Embracing The Inner Nerd: Technology, Innovation & You!
Half the jobs as we know them won’t exist in the future.
An admittedly heavy statement to start a post, but it’s a comment that popped out from a keynote I attended this past week at the Alberta Venture FG50 conference in Calgary. Delivered by Kirstine Stewart, former managing director and head of Twitter Canada / VP Media at Twitter US, the topic of her keynote was “Innovation: beyond the buzzword”.
Stewart started by asking via show of hands – how many of us thought we were a “tech company” & “how many of us believed we were involved with innovation”. Naturally, I raised my hand as did many of the 50 winners this year involved in IT, software, and marketing.
But alas, we were all missing the point.
We’re all Tech & Innovation Companies
What Kirstine was ultimately trying to drive home is that every company needs to be thinking of themselves as tech & innovation companies.
Taking another look at a company like Adster, for example, does one simply presume that because we optimize websites and build Adwords campaigns that we are a ‘tech’ company?
Consider the following:
Company 1: A home renovations company that uses sophisticated VR headsets to provide immersive, hyper-realistic consultation and uses cutting edge methods of recycling & reusing discarded home materials.
Company 2: A local digital advertising shop with $10,000/m rent that adheres to labour intensive project management and last week’s design/coding methodologies resulting in bloated invoices & a stale end product.
Who’s tech here?
Adster’s FG50 win this year
While we were thrilled to make the list last year, I am particularly fond of this year’s win and how we made the list.
Our revenue grew marginally.
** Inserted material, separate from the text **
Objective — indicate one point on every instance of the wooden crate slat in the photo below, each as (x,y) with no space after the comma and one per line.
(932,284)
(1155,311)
Our Assets fell. Our team size diminished. Certainly not the sort of numbers an entrepreneur wants to boast. But there is one number remaining, and that’s the one that counts: Net margin.
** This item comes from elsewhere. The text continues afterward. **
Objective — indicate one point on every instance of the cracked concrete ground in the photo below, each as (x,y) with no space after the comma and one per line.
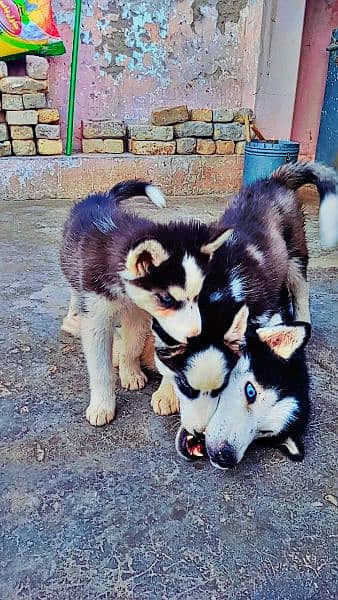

Over the past 18 months, in most morning huddles & every staff meeting I reiterate a common resolve: More with less. Despite it sounding like some sort of bottom line padding, horseshit corporate “is this good for the company” mantra, it aligns closely with Kristine’s keynote, and perhaps most importantly with my opening remark – your job is at risk whether you realize it or not.
What the future may hold
While I’m not sure which crystal ball was peered into to determine that ‘x’ jobs will be lost by ‘y’ point in the future, there are many industries that have gone through innovation upset in the last several years; take for instance Traditional Retail vs. Ecommerce, The Cab Company vs. Uber & The Realtor vs. Comfree to name just a few.
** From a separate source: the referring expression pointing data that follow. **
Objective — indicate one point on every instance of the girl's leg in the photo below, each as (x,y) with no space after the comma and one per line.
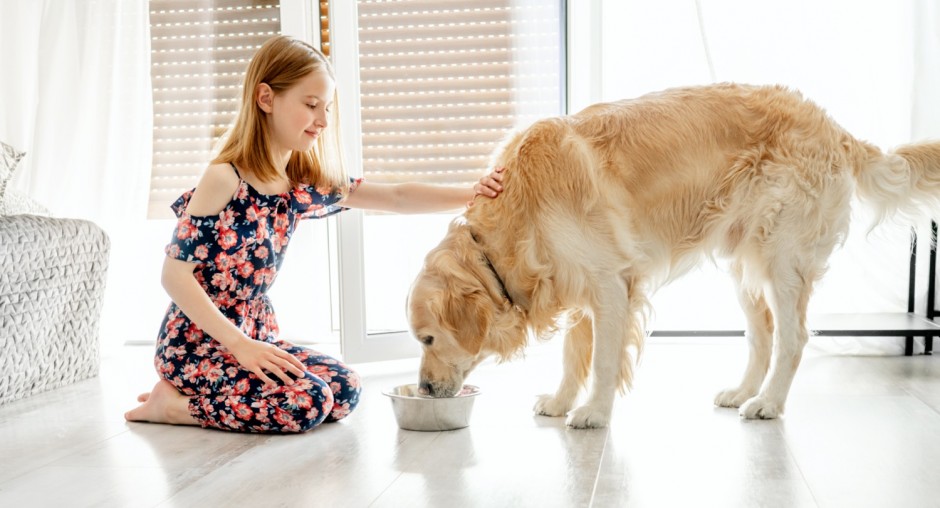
(343,382)
(165,404)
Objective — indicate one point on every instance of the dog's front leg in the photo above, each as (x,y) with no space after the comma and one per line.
(614,330)
(576,364)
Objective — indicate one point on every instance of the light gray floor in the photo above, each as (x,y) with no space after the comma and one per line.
(859,431)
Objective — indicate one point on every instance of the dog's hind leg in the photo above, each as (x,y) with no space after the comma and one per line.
(760,329)
(576,363)
(788,296)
In each case, the ‘original’ players have done everything they can to stop progress from these new, innovative upstarts, but it’s a battle they shan’t win. The reason for this is simple: The market was ready for a newer / better / stronger / faster / cheaper way.
But what about customer service?
“Sure” you say, “but what about service?! What about the retail customer who still wants personalized customer service – how does something like ecommerce work here?”
Easy. Take for example my buddy Sean Farmer who runs (the innovative) Suits by Curtis Elliot. Boasting a lean operation driven by a cost effective / quality product & in person service where it counts most, He’s managed to efficiently bridge the retail gap, delivering what his customers really care about and building one hell of business in the process.
You can’t bill your customers for what you suck at
Look, service has – and always will – play a critical role in any business. But if your model (and profit) ultimately rely on passing off the cost of your inefficiencies to your customer and calling it customer service, the clock is ticking for you & your employees.
No matter how you slice it, there is only 1 possible outcome for those of us unwilling to embrace innovation.
2017 For Adster
For 2017, Adster continues on it’s path of efficiency. Here’s a few of the things we believe are key to maximizing our team’s time while keeping our customers invoices as low as possible:
- ROI driven (read:common sense) client reporting to minimize redundant meetings
- Moving any remaining client meetings to a structured date with clear cut agendas (thanks Ashley Janssen!)
- Automation wherever possible
- The gradual implementation of AI
- Keeping a Masters level comp-sci guy in our employ to build things that do other things
- Modest physical offices & flexible HR policies
- An unrelenting desire to streamline process & procedure
Innovative? Hard to say for sure, but I believe we’re on the right track. The one thing I am certain of is that I am incredibly proud of our teams willingness to explore these possibilities and embrace a culture of innovation.
I would challenge every business in Alberta – and indeed across Canada – to ask themselves Kirstine’s question and challenge the way you do things as you move into 2017.